Ambiente e Natura | 10 marzo 2026, 13:38

Piobesi Torinese rappresenterà l’Italia a Entente Florale Europe 2026

Una sfida europea che parte dal verde, ma che parla soprattutto di comunità, visione e futuro

La giunta comunale di Piobesi insieme al presidente di Asproflor Sergio Ferraro

La giunta comunale di Piobesi insieme al presidente di Asproflor Sergio Ferraro

Piobesi Torinese porterà l’Italia a Entente Florale Europe 2026, tra le più importanti competizioni europee dedicate alla qualità del verde urbano, del paesaggio e dell’ambiente di vita. L’annuncio arriva oggi da Asproflor – Associazione Promozione Florovivaismo, Comuni Fioriti, che ha individuato nel Comune piobesino la realtà italiana da candidare all’edizione 2026 del concorso internazionale. Un risultato di rilievo per il territorio e per l’intero Piemonte che conferma così la propria capacità di esprimere esperienze amministrative attente alla sostenibilità, alla cura del paesaggio e al coinvolgimento delle comunità locali.

Entente Florale Europe non è soltanto una vetrina di fiori e aiuole: il concorso mette infatti al centro una visione molto più ampia: la qualità degli spazi pubblici, la gestione del verde, la tutela della biodiversità, la sostenibilità ambientale, la capacità di valorizzare l’identità dei luoghi e di coinvolgere cittadini, scuole, associazioni e realtà del territorio in un progetto condiviso di miglioramento. In altre parole, non premia semplicemente il “paese più bello”, ma i Comuni che sanno trasformare il verde in una leva di benessere, vivibilità e sviluppo.

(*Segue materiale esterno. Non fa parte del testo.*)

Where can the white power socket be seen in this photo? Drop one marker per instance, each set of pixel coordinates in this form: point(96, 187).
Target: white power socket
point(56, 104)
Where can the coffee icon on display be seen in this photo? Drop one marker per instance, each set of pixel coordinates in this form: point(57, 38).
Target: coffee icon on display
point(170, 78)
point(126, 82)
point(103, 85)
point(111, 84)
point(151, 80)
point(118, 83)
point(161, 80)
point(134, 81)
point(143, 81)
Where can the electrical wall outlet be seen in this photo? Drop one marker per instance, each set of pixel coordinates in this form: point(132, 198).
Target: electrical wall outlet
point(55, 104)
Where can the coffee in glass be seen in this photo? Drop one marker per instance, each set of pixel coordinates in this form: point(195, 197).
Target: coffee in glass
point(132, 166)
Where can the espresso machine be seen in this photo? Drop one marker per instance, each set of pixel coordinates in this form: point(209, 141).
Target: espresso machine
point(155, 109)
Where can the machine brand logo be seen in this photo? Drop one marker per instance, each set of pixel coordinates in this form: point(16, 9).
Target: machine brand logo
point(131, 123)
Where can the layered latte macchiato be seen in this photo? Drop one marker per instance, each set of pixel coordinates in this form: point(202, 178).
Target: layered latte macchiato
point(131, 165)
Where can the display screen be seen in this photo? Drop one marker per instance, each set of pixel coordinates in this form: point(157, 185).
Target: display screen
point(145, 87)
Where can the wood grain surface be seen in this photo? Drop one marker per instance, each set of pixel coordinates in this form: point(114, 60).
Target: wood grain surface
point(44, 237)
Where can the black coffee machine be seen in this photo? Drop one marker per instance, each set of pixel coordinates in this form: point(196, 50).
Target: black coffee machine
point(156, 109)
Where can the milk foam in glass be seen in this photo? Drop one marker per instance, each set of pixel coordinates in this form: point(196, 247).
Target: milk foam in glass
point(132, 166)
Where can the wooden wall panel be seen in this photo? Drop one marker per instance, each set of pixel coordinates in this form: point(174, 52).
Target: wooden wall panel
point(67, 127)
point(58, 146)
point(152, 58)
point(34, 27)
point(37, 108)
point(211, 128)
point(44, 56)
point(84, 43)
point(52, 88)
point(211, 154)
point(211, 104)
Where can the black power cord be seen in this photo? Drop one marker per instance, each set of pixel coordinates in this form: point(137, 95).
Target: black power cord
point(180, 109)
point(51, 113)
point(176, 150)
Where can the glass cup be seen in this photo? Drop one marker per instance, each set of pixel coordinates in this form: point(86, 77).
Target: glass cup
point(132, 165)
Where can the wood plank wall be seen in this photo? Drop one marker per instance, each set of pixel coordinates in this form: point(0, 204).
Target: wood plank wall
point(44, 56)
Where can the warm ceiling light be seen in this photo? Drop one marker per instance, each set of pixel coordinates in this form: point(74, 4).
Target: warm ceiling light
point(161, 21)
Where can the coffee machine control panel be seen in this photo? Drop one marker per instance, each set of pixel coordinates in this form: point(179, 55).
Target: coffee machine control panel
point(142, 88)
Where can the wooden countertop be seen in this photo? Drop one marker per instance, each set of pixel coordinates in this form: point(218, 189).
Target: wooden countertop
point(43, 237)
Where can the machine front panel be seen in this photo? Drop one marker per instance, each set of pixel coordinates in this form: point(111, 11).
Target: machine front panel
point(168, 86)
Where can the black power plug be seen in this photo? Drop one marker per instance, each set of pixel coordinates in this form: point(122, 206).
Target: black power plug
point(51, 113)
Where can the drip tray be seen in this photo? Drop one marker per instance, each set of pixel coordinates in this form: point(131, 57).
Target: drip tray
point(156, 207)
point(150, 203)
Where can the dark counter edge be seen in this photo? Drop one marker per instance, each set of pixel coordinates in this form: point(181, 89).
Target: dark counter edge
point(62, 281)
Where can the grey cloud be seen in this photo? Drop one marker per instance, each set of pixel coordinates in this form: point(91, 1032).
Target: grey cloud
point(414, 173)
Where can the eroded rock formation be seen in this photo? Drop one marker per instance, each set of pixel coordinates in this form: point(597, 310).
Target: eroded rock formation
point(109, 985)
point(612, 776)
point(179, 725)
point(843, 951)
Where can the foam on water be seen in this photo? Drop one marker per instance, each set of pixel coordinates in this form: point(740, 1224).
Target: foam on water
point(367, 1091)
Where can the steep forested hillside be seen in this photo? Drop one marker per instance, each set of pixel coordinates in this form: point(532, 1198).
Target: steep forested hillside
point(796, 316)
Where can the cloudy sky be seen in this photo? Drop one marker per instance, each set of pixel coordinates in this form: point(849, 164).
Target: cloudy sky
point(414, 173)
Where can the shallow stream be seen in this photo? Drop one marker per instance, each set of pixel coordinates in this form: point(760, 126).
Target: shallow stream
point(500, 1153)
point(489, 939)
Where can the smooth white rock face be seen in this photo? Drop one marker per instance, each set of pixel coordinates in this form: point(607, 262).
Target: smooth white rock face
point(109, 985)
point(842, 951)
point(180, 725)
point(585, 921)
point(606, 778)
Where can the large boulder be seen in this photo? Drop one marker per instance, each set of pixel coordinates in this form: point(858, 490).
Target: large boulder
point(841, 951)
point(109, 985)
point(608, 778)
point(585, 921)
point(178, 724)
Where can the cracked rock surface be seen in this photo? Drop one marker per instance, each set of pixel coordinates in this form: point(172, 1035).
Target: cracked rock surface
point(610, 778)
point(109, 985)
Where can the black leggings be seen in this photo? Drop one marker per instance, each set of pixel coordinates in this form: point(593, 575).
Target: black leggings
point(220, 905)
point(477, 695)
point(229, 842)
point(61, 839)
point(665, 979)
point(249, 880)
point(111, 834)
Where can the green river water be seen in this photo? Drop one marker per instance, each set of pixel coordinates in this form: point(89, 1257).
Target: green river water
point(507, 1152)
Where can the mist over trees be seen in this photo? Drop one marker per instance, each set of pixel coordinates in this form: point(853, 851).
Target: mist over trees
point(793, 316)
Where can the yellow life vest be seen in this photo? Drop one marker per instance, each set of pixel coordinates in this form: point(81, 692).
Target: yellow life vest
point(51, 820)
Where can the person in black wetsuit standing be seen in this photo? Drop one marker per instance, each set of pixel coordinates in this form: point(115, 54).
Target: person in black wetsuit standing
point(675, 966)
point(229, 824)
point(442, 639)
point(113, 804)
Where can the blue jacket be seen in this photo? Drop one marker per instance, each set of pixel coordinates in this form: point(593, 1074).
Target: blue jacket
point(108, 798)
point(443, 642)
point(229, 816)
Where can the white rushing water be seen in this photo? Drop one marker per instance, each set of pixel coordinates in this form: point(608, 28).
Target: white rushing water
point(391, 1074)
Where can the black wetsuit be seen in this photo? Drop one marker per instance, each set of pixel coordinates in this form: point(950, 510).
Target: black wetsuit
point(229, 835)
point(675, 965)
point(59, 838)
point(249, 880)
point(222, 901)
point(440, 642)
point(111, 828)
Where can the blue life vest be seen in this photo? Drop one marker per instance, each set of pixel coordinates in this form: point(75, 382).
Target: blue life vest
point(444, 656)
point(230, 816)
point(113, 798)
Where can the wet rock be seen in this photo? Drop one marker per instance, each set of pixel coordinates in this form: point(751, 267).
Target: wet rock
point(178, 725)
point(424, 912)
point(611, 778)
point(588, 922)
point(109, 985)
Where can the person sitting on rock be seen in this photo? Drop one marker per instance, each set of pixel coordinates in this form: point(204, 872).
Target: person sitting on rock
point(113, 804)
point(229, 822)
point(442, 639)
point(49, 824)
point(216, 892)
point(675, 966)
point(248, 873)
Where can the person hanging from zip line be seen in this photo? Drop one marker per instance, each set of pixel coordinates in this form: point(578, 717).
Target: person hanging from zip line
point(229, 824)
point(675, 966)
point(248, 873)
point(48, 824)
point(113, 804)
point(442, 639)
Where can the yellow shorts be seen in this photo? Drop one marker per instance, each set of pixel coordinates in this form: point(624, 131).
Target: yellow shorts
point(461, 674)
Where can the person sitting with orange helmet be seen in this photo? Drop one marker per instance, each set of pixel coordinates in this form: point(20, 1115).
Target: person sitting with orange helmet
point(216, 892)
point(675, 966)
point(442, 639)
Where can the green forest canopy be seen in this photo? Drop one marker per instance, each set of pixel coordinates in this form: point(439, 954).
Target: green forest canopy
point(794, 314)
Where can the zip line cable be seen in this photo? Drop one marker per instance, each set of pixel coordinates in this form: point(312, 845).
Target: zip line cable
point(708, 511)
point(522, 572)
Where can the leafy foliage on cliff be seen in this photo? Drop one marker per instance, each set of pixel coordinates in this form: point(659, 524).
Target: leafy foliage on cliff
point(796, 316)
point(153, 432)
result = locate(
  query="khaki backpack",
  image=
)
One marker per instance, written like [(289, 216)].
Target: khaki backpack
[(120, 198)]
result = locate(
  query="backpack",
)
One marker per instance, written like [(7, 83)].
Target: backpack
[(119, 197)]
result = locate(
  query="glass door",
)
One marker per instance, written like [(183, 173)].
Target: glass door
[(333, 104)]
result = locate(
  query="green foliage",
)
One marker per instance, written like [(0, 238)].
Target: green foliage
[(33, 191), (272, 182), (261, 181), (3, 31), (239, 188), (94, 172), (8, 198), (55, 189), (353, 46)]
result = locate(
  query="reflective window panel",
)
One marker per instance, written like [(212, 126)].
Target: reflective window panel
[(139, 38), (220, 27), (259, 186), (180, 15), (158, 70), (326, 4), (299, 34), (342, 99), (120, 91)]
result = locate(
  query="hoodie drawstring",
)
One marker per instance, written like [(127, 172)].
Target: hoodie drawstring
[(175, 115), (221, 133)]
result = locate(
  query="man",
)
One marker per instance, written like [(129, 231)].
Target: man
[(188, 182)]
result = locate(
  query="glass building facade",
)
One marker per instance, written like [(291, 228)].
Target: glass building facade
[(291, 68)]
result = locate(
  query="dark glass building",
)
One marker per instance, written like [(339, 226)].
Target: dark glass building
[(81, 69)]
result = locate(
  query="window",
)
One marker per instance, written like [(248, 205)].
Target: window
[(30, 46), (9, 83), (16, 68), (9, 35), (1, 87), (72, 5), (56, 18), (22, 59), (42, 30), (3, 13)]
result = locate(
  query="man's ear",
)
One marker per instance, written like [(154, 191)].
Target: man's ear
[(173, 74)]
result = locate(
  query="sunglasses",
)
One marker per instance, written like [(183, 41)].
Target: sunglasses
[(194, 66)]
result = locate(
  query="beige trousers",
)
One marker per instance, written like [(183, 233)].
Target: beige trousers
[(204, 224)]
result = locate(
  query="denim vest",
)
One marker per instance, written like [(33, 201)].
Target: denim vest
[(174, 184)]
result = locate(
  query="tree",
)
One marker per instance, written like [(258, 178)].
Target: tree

È proprio in questa prospettiva che si inserisce la candidatura di Piobesi Torinese, che negli ultimi anni ha consolidato un percorso fatto di attenzione agli spazi pubblici, valorizzazione del territorio e promozione di pratiche capaci di unire resilienza, cura e partecipazione.

Il percorso di accompagnamento svolto da Asproflor, attraverso l’esperienza dei Comuni Fioriti, ha avuto in questo senso un ruolo decisivo. L’associazione opera da anni per promuovere in tutta Italia una cultura del verde non limitata all’aspetto ornamentale, ma intesa come parte integrante della qualità urbana, della riconoscibilità dei territori e dell’attrattività locale.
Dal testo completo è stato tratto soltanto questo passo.